In the majority of individuals, reassurance, treatment of underlying constipation and change in defecatory habits will resolve hemorrhoidal symptoms. In other individuals, office treatment such as banding, sclerotherapy or photocoagulation may be necessary.
In the rare individuals not responding or not appropriate for office treatments surgical hemorrhoidectomy will be necessary. Traditional Ferguson or Milligan-Morgan hemorrhoidectomy is associated with significant postoperative discomfort but relieves symptoms with low recurrence in over 90% of individuals.

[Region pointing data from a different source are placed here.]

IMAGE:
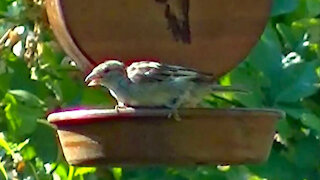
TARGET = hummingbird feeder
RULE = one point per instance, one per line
(210, 35)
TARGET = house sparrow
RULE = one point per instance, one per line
(151, 84)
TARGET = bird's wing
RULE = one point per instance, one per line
(148, 71)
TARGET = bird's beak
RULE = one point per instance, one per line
(93, 79)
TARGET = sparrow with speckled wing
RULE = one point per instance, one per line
(151, 84)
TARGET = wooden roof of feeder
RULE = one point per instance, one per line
(212, 36)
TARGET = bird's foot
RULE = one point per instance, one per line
(118, 107)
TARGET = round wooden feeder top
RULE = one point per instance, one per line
(216, 36)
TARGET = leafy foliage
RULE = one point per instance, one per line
(36, 78)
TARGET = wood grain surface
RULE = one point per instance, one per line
(222, 32)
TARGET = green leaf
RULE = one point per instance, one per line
(306, 153)
(43, 140)
(313, 7)
(3, 172)
(3, 6)
(283, 6)
(297, 81)
(22, 110)
(312, 121)
(27, 99)
(4, 144)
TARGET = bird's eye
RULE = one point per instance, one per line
(106, 71)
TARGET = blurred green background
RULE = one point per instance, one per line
(36, 77)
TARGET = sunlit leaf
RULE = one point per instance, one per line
(283, 6)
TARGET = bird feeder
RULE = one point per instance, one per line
(214, 36)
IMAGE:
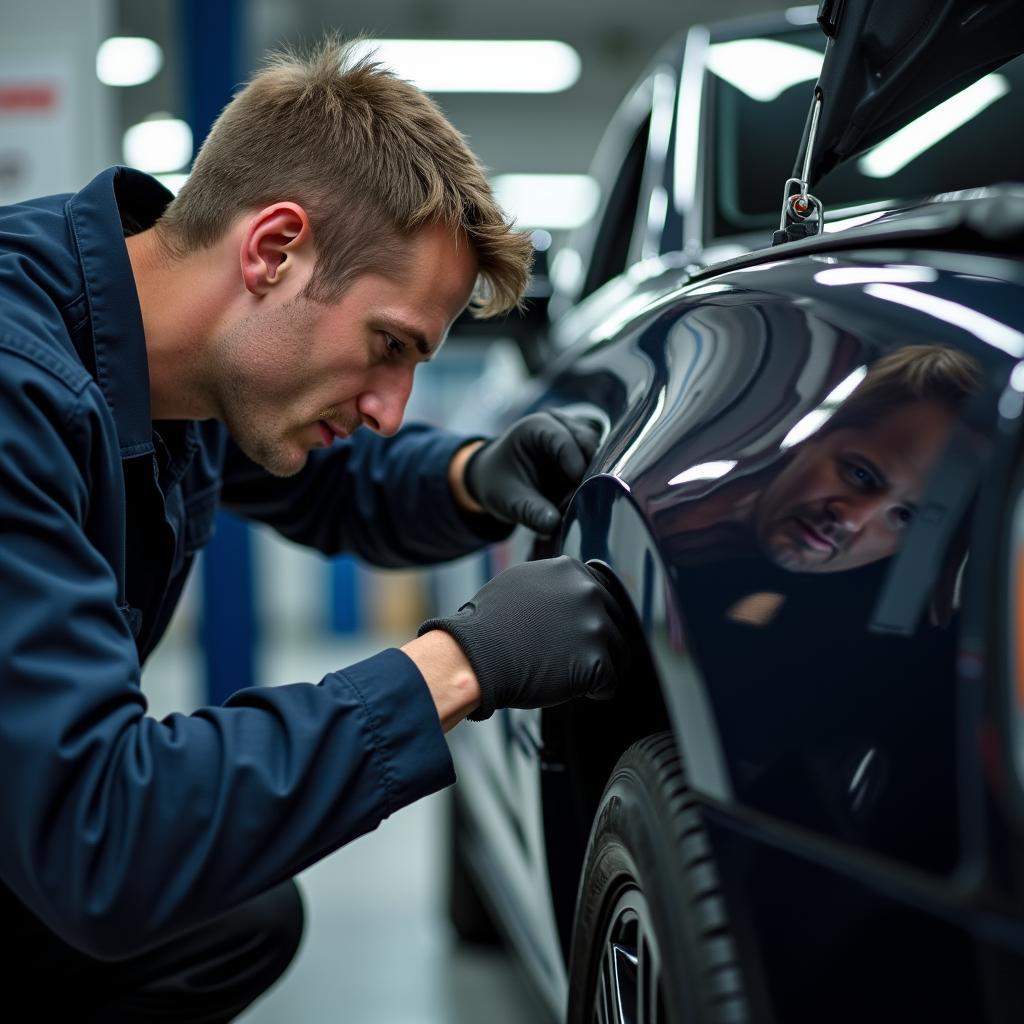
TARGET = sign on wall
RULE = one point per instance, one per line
(37, 132)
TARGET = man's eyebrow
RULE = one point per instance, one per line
(420, 339)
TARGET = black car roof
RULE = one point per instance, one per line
(888, 62)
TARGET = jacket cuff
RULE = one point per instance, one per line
(403, 727)
(480, 525)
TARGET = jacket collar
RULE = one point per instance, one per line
(117, 202)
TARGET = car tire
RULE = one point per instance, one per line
(651, 941)
(468, 912)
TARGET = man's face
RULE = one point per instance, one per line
(845, 499)
(294, 375)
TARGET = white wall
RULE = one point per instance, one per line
(56, 128)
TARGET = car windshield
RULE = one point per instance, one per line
(760, 90)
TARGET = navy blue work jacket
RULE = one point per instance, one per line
(118, 829)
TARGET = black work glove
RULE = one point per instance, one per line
(540, 634)
(526, 473)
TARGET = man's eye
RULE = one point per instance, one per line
(858, 474)
(901, 517)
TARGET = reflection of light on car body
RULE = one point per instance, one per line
(984, 328)
(909, 142)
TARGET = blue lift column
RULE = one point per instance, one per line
(211, 39)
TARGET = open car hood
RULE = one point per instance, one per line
(888, 61)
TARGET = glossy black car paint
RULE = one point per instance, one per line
(853, 754)
(839, 768)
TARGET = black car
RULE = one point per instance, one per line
(807, 802)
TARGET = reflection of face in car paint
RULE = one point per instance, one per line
(846, 497)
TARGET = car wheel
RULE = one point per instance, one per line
(651, 943)
(469, 914)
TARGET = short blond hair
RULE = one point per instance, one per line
(371, 159)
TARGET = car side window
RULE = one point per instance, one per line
(614, 233)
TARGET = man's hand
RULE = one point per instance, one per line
(540, 634)
(526, 473)
(448, 674)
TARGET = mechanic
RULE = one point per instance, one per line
(250, 343)
(844, 497)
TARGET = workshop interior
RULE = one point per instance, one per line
(778, 270)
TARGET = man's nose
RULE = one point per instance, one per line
(853, 512)
(383, 406)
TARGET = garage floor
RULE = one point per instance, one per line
(378, 948)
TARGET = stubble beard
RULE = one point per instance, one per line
(267, 339)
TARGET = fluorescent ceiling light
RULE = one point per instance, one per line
(920, 135)
(158, 145)
(763, 69)
(479, 65)
(550, 201)
(128, 60)
(984, 328)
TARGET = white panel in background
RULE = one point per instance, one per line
(37, 130)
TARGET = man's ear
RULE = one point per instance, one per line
(273, 239)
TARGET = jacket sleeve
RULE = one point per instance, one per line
(119, 829)
(385, 499)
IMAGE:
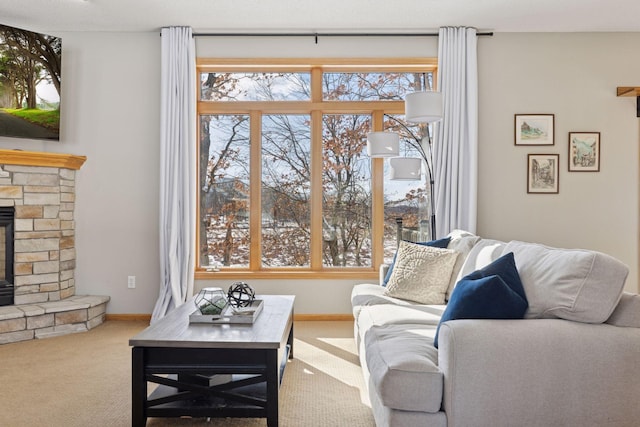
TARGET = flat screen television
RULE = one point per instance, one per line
(30, 68)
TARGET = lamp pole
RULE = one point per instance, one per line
(417, 142)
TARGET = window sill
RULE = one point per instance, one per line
(359, 274)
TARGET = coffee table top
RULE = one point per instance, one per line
(174, 330)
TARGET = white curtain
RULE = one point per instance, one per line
(177, 169)
(456, 136)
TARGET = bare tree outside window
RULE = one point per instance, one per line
(286, 141)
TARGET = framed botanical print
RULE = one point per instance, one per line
(542, 173)
(534, 129)
(584, 151)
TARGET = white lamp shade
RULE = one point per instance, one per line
(423, 107)
(405, 168)
(383, 144)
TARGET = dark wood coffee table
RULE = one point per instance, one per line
(202, 370)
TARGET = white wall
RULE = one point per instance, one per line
(573, 76)
(110, 113)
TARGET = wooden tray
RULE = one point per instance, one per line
(242, 315)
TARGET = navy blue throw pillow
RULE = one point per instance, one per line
(440, 243)
(494, 292)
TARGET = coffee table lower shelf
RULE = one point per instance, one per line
(212, 396)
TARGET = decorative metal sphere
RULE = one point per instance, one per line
(240, 294)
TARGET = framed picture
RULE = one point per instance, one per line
(534, 129)
(542, 173)
(584, 151)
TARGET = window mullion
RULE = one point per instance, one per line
(377, 199)
(316, 172)
(255, 203)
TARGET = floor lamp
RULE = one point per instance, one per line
(420, 107)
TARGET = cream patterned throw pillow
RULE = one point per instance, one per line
(421, 273)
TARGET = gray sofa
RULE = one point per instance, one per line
(573, 360)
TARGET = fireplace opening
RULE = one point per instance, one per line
(7, 215)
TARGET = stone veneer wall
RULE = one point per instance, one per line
(41, 187)
(45, 255)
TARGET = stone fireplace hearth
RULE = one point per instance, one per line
(41, 189)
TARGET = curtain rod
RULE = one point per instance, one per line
(316, 35)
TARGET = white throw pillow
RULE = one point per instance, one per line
(421, 273)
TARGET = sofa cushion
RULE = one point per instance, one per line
(440, 243)
(366, 294)
(494, 292)
(461, 242)
(627, 312)
(421, 273)
(571, 284)
(403, 366)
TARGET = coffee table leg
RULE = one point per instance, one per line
(138, 388)
(273, 388)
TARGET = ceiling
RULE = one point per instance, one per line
(321, 15)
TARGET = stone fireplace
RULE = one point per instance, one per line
(40, 190)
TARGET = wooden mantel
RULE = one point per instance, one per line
(36, 158)
(631, 91)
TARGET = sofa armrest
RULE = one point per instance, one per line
(539, 372)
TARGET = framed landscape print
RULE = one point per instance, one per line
(534, 129)
(584, 151)
(542, 173)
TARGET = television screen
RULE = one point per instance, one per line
(29, 84)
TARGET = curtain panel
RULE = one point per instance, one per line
(177, 169)
(456, 136)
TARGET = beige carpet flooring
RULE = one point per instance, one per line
(85, 380)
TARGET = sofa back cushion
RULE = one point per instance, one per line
(572, 284)
(462, 242)
(484, 252)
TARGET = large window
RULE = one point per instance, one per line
(285, 181)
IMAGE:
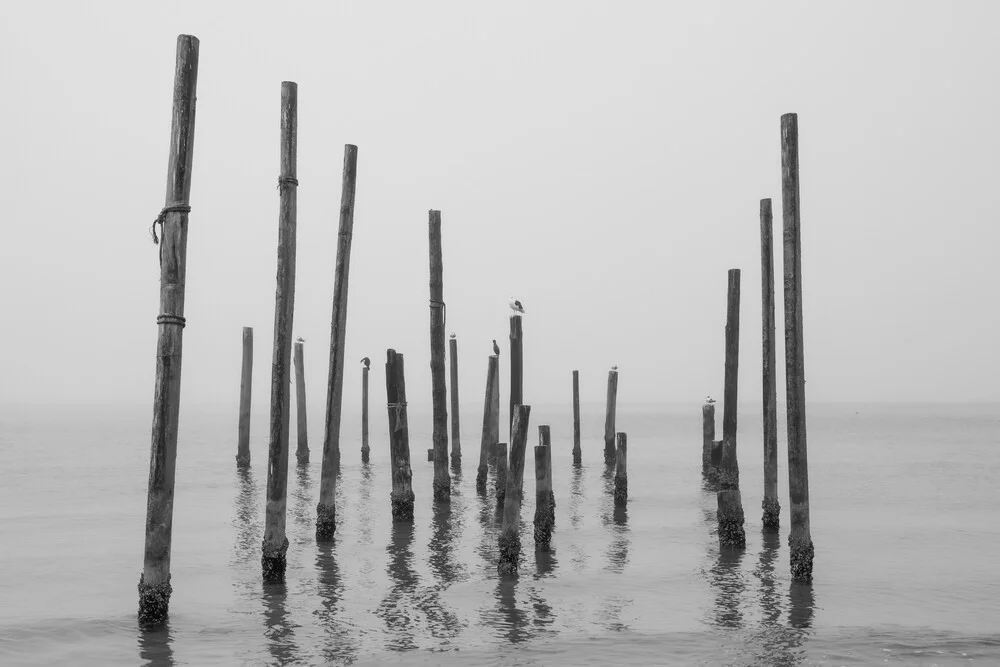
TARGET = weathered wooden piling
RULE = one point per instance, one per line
(154, 583)
(799, 539)
(501, 481)
(770, 505)
(275, 544)
(730, 505)
(510, 541)
(456, 440)
(399, 439)
(246, 391)
(439, 392)
(577, 453)
(302, 451)
(326, 511)
(609, 418)
(621, 471)
(516, 368)
(489, 418)
(544, 511)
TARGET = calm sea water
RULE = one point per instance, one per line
(905, 523)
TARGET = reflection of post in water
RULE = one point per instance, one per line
(279, 632)
(395, 608)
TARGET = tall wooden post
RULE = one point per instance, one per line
(401, 496)
(439, 392)
(609, 418)
(799, 538)
(456, 443)
(326, 511)
(516, 368)
(302, 452)
(577, 453)
(730, 505)
(246, 387)
(487, 443)
(510, 541)
(770, 505)
(365, 449)
(154, 583)
(275, 543)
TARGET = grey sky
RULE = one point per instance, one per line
(601, 161)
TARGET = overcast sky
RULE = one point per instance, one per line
(601, 161)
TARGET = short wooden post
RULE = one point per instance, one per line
(501, 483)
(486, 443)
(246, 390)
(621, 471)
(326, 511)
(770, 505)
(365, 449)
(439, 392)
(730, 505)
(516, 367)
(544, 513)
(154, 583)
(609, 418)
(302, 452)
(456, 440)
(399, 439)
(510, 541)
(275, 543)
(799, 538)
(577, 453)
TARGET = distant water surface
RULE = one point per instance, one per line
(905, 523)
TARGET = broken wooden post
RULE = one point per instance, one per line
(456, 441)
(772, 509)
(489, 417)
(439, 392)
(730, 505)
(621, 471)
(577, 453)
(609, 418)
(544, 512)
(154, 583)
(399, 439)
(326, 511)
(302, 452)
(799, 539)
(246, 387)
(275, 544)
(510, 542)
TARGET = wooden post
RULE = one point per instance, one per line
(510, 542)
(439, 392)
(516, 368)
(799, 538)
(730, 505)
(154, 583)
(456, 441)
(621, 471)
(399, 439)
(501, 483)
(609, 418)
(302, 452)
(577, 453)
(365, 449)
(770, 505)
(544, 513)
(246, 387)
(326, 511)
(487, 442)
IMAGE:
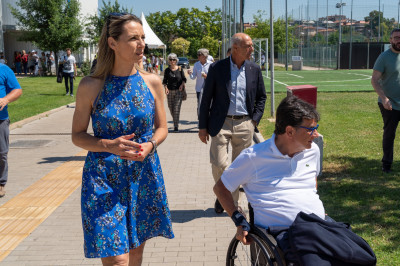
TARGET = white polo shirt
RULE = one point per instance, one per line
(277, 186)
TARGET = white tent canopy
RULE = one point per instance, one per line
(152, 41)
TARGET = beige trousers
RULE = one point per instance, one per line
(240, 134)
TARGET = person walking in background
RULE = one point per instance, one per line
(386, 82)
(69, 71)
(231, 106)
(124, 202)
(200, 70)
(17, 62)
(10, 91)
(35, 61)
(161, 63)
(174, 83)
(24, 60)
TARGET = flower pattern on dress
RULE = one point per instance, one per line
(123, 202)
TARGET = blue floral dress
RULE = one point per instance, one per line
(123, 202)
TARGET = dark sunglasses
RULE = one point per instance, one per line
(110, 16)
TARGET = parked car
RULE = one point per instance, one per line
(183, 62)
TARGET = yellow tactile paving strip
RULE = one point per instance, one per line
(26, 211)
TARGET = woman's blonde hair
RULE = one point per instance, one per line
(112, 28)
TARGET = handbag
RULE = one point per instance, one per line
(184, 94)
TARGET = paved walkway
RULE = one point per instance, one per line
(40, 220)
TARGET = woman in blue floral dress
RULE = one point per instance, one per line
(124, 201)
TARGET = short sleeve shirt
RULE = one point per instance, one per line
(277, 186)
(388, 63)
(8, 82)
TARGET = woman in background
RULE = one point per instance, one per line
(174, 83)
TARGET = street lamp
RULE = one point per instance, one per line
(340, 6)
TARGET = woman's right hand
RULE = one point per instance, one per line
(123, 146)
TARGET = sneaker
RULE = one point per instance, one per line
(218, 207)
(2, 191)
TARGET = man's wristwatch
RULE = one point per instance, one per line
(154, 142)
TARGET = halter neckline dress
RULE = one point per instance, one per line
(123, 202)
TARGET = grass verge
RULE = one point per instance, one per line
(40, 94)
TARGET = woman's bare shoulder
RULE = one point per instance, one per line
(89, 85)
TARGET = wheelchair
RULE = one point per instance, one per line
(262, 251)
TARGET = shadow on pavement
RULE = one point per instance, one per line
(184, 216)
(62, 159)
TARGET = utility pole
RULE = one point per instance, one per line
(287, 49)
(340, 6)
(1, 28)
(272, 59)
(351, 34)
(398, 11)
(379, 22)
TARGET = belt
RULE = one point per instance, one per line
(236, 117)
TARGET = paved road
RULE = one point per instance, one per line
(42, 146)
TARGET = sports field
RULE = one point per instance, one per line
(325, 80)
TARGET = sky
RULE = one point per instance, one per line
(297, 8)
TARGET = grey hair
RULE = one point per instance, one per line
(203, 51)
(236, 39)
(173, 56)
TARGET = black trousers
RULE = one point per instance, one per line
(69, 76)
(390, 122)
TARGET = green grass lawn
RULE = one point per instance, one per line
(352, 186)
(325, 80)
(40, 94)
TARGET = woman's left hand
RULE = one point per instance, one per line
(146, 148)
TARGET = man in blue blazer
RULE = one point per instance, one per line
(231, 107)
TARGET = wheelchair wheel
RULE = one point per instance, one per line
(258, 253)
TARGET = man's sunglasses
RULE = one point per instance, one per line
(310, 129)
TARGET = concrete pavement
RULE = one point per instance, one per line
(41, 146)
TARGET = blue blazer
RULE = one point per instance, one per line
(215, 100)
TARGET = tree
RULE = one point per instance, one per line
(386, 25)
(180, 46)
(211, 44)
(164, 26)
(262, 30)
(96, 22)
(191, 25)
(51, 25)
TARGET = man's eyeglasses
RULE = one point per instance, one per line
(310, 129)
(112, 14)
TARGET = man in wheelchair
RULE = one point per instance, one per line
(279, 179)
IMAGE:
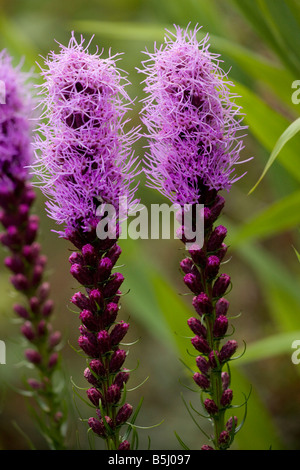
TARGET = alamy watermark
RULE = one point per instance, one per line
(2, 92)
(159, 221)
(2, 352)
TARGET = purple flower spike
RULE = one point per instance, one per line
(86, 167)
(192, 122)
(25, 261)
(83, 146)
(194, 130)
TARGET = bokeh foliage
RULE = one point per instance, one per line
(259, 42)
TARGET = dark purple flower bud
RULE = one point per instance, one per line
(228, 350)
(34, 304)
(114, 254)
(222, 306)
(202, 364)
(14, 263)
(43, 291)
(197, 327)
(224, 439)
(89, 254)
(110, 313)
(118, 333)
(11, 238)
(90, 320)
(96, 299)
(20, 282)
(202, 381)
(35, 384)
(21, 311)
(207, 217)
(76, 258)
(210, 407)
(202, 304)
(117, 360)
(231, 422)
(212, 267)
(54, 339)
(221, 285)
(90, 377)
(81, 274)
(31, 252)
(113, 394)
(28, 331)
(187, 265)
(214, 359)
(47, 308)
(88, 344)
(226, 398)
(121, 379)
(222, 252)
(80, 300)
(217, 237)
(53, 360)
(97, 367)
(33, 356)
(113, 285)
(220, 326)
(104, 342)
(125, 445)
(201, 344)
(31, 231)
(104, 269)
(217, 207)
(94, 396)
(198, 256)
(124, 414)
(193, 282)
(97, 427)
(225, 380)
(37, 274)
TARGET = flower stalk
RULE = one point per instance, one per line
(194, 145)
(86, 167)
(25, 260)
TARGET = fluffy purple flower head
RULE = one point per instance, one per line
(15, 110)
(83, 154)
(192, 123)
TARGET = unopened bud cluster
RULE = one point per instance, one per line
(210, 325)
(100, 332)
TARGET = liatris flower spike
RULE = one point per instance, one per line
(85, 165)
(194, 144)
(25, 260)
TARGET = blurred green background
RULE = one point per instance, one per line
(259, 42)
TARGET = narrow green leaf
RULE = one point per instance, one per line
(281, 216)
(267, 125)
(288, 134)
(271, 346)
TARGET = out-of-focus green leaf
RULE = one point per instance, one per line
(257, 66)
(272, 30)
(297, 254)
(281, 216)
(267, 125)
(16, 42)
(270, 347)
(122, 30)
(176, 314)
(288, 134)
(279, 287)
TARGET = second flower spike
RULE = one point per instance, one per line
(85, 164)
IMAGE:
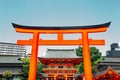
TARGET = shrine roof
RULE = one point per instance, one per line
(61, 53)
(60, 27)
(109, 70)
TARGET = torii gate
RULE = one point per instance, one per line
(60, 30)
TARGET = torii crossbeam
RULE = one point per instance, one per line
(60, 30)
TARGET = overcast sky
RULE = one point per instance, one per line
(60, 13)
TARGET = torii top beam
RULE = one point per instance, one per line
(60, 30)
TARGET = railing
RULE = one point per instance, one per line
(60, 70)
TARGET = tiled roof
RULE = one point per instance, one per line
(9, 59)
(61, 53)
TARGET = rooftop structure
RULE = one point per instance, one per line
(60, 64)
(12, 49)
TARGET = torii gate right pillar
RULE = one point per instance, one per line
(85, 42)
(86, 58)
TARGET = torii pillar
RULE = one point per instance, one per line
(60, 30)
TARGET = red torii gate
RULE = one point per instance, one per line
(60, 30)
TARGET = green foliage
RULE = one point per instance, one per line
(25, 69)
(96, 57)
(7, 75)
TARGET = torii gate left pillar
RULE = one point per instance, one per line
(85, 42)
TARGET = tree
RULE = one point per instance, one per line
(96, 57)
(25, 69)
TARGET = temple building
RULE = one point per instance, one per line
(9, 59)
(112, 58)
(60, 64)
(109, 68)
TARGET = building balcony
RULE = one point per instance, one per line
(60, 70)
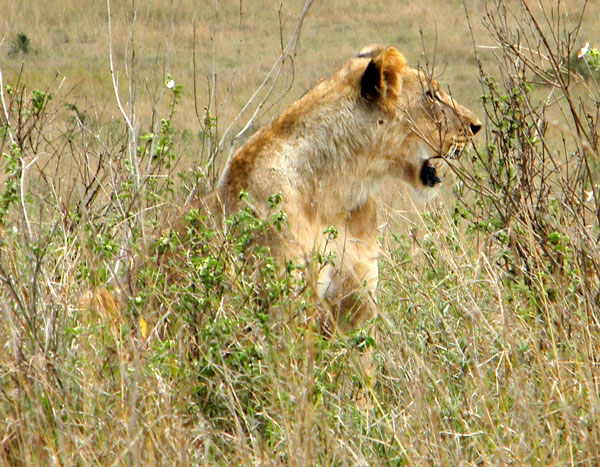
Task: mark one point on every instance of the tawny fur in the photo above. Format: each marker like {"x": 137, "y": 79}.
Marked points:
{"x": 374, "y": 120}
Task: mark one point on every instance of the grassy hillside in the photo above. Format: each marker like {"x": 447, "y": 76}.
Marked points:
{"x": 205, "y": 353}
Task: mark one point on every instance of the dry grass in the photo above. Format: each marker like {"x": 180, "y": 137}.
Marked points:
{"x": 489, "y": 329}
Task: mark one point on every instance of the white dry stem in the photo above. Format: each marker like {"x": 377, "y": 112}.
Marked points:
{"x": 24, "y": 167}
{"x": 273, "y": 73}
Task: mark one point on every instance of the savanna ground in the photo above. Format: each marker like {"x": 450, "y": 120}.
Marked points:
{"x": 489, "y": 332}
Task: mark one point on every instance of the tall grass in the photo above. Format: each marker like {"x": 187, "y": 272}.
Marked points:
{"x": 205, "y": 353}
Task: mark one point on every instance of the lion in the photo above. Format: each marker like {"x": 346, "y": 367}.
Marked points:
{"x": 328, "y": 156}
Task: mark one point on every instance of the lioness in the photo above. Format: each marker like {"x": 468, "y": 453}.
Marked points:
{"x": 328, "y": 155}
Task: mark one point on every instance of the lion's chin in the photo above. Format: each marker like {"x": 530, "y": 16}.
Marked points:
{"x": 429, "y": 174}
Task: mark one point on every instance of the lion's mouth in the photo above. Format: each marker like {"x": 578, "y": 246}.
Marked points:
{"x": 429, "y": 175}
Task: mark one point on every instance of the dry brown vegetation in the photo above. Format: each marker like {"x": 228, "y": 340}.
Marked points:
{"x": 490, "y": 329}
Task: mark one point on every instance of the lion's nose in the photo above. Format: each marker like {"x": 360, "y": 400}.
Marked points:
{"x": 475, "y": 127}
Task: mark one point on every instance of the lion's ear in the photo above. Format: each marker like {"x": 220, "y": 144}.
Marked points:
{"x": 382, "y": 76}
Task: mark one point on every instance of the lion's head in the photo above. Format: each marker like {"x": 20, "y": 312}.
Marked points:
{"x": 421, "y": 126}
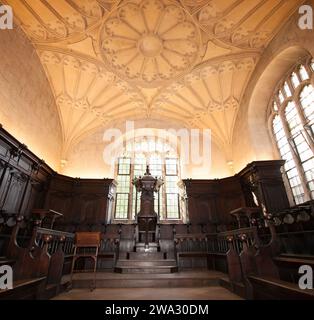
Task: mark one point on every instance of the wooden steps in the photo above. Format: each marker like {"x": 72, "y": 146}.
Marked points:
{"x": 146, "y": 269}
{"x": 146, "y": 263}
{"x": 146, "y": 255}
{"x": 186, "y": 279}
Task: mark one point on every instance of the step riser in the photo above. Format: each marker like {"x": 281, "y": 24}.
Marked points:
{"x": 155, "y": 270}
{"x": 149, "y": 283}
{"x": 146, "y": 256}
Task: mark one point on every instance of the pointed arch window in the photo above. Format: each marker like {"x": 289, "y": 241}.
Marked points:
{"x": 292, "y": 114}
{"x": 163, "y": 162}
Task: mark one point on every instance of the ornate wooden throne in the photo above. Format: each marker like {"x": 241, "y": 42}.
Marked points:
{"x": 147, "y": 218}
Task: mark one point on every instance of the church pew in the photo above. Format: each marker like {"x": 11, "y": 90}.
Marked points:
{"x": 37, "y": 268}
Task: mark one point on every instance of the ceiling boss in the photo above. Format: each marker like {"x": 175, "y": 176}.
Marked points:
{"x": 150, "y": 42}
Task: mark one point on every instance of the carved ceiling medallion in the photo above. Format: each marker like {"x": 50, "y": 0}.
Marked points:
{"x": 150, "y": 42}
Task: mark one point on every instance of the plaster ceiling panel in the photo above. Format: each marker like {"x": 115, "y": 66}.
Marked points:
{"x": 149, "y": 42}
{"x": 88, "y": 96}
{"x": 50, "y": 20}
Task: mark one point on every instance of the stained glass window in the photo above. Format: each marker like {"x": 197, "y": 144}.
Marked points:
{"x": 151, "y": 153}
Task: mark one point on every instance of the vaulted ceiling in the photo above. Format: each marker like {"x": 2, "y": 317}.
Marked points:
{"x": 187, "y": 61}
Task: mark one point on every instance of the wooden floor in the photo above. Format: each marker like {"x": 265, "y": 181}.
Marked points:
{"x": 184, "y": 285}
{"x": 192, "y": 278}
{"x": 201, "y": 293}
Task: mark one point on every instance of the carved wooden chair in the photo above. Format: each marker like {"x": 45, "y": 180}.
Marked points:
{"x": 87, "y": 245}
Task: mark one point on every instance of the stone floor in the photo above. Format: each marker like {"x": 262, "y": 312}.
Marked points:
{"x": 202, "y": 293}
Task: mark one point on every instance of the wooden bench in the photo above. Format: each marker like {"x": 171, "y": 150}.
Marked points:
{"x": 267, "y": 288}
{"x": 288, "y": 265}
{"x": 29, "y": 289}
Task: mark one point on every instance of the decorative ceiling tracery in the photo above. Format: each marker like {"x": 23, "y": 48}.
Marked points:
{"x": 184, "y": 60}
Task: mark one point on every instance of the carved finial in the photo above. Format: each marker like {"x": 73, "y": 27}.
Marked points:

The newest innovation in the surgical treatment of hemorrhoids is the "stapled hemorrhoidectomy". This has been popularized over the past 10 years and has been touted to be as successful as standard hemorrhoidectomy for relieving symptoms in Grade II, III and IV hemorrhoids. Several randomized trials show it to be associated with less postoperative pain and earlier return to normal function. However, short term recurrence rates seem to be higher. If long-term follow identifies success rates equivalent to traditional techniques, stapled hemorrhoidectomy may be a new tool in the colon and rectal surgeons armamentarium for dealing with refractory hemorrhoidal disease.